Bir kişi eğer gevşeme nefesi egzersizi yapmak istiyorsa, nefes sıklığı bir dakikada 6 ile 8 arasında nefes almalıdır. Normal kişiler için de böyledir durum. Alma ve vermeyi 1 kabul edersek sonuç böyle olmalıdır ve kaygı durumunda nefes miktarı artar, hızlanır ve nefes sayısı artınca vücutta kalsiyum oranı çekilmeye başlar. Bunun devamında, el ayak uyuşmaları başlar ve ellerde kasılmalar olur. Kişi eğer hatalı nefes alıyorsa, yani göğsün üst kısmından alıyorsa bu nefes, panik atağı ortaya çıkartır. Kişi bu tür nefes almaya başlayınca daha çok kaygı duyuyor çünkü ve bu nefes biçimi, kasılmaları beraberinde getiriyor. Bu insanlar sadece kendilerini kastıklarını sanıyorlar ama bütün mesele nefesin bozukluğunda yatıyor. Göğsün üst kısmından nefes alıp verirken vücudumuz çok fazla karbondioksit çıkarır, bu da kanın asit oranını etkiler. Beyindeki kan damarlarının daralmasıyla oksijen dolaşımı yavaşlar. Bunun sonucu olarak da çarpıntı, baş dönmesi, göğüs ağrısı ve baygınlık hissiyle birlikte panik atak durumu ortaya çıkabilir. Doğal olarak terleme de kendisini gösterir.

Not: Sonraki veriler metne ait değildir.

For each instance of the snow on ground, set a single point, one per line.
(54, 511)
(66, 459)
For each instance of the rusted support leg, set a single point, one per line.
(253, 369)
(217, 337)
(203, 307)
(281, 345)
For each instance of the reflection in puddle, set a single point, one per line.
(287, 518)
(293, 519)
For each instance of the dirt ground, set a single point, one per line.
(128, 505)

O kadın da buraya geldiğinde bu durumdaydı. Görüşmeye başladık şikâyetleriyle ilgili. Genelde, kaygı duyduğunu sadece genel olarak bu kaygıdan çok rahatsız olduğunu, her an, her dakika kötü bir şey olacakmış gibi hissettiğini söyledi ki, genelde bunu söyler panik atak hastaları. ‘Nedenini bilmiyorum ama bir şey olacak bana’, ‘kalbim duracak sanırım, kanser olacağım’, ‘biliyorum annem ilk doğumundan sonra öldü ben de öleceğim’ gibi söylemlerle geliyorlar. Alarm hissediyor vücut çünkü. Kadının nefes sayısını ölçtüm. Bir dakikada 54 çıktı. Çok şaşırdım ve bu sayının çok yüksek olduğunu söyledim. O da şaşırdı ve benim verdiğim egzersizle birlikte nefes sayısını yavaşça indirttik. Hasta diyaframdan almıyorsa nefesini, direkt olarak onu gösteriyoruz ve yatarken midelerinin üzerine boş bir kutu koyduruyoruz arka üstü yatarken onun nasıl olduğunu gösteriyoruz ve hatalarını görüp ne yapılabilir sorusunun cevabını arıyorlar. Bu yöntemi bu konularla ilgili yurt dışındaki tüm yabancılar biliyorlar. Biz de daha çok yoga, meditasyon ve tiyatro eğitimi ile diksiyon kursu verenler ve müzik konusuyla ilgili eğitimi verenler biliyorlar. Nefesin ritmi ve sayısı önemli bu durumda genel de bilinmeyen 1 dakikada alınan sayının kaç olduğudur, Memory Centerda bu uygulamayı kişilere respirasyon biofeedback denen alet yardımıyla gösteriyoruz.Diyaframa takılan bir kemer yardımıyla bilgisayar ekranında nefes ritm sayısı ve alma duraklama ve nefesi verme görüntüsü ile nefes alırken diyaframın ne ölçüde şişmesi gerektiğini kişi kendisi izlemekte olup, hatalı nefes alım ve verimi var ise bunu düzeltme imkanına sahip oluyor. Ayrıca göğüsten alıyorsa ritmdeki ve görüntüdeki değişiklikten bunu fark edip derhal düzenleme yoluna gidebiliyor. Bunu fark etmesi ve düzenlemesi kaygı sürecinin paniğin giderek azalmasında ve hatta kontrolunda ve sonra da yok olmasında fayda sağlıyor. . Bu çok daha rahat ve sakin bir yöntem, kişi hatayı görünce kendini toparlıyor, her gün egzersiz yaparsa bir zaman sonra vücut buna alışıyor. Bir de bazen kas gerginliğini ölçmek için parmaklara takılıyor bu alet ve kişinin kas gerginliği ölçülüyor. Kasların gevşek olması için gereken sayının
Daha sonraki süreçte elektrotları kafaya takıyoruz. Ve düşünce seviyesi ile ilgili gelişmeleri izliyoruz. Mesela belirli bir düşünce seviyemiz vardır. Derin düşünce hali, bir sayıya kadar normaldir ama onu çok geçiyorsa kişi durdurulamayan bir düşünceye sahip çıkar. Düşüncesini dinlenme anında bile durduramıyordur kişi. İşte bu elektrotlar sayesinde kişi izliyor kendini ve beyninde kendini kontrol edebilme dalgası oluşturabilmeyi öğreniyor.
Sonra rahatlama nefes egzersizleri çok ilgili olarak dikkati toplamak çok önemli bu yöntemde. 'Yapamıyorum' diyor insanlar çünkü panik de insan bir şey yapamıyor ama burada kişi yapabilir hale geliyor. Nefesini kontrol edebiliyor ve terapi yapılıyor çünkü bunun neye dayalı olduğu ne zaman başladığı, süreci çok önemli.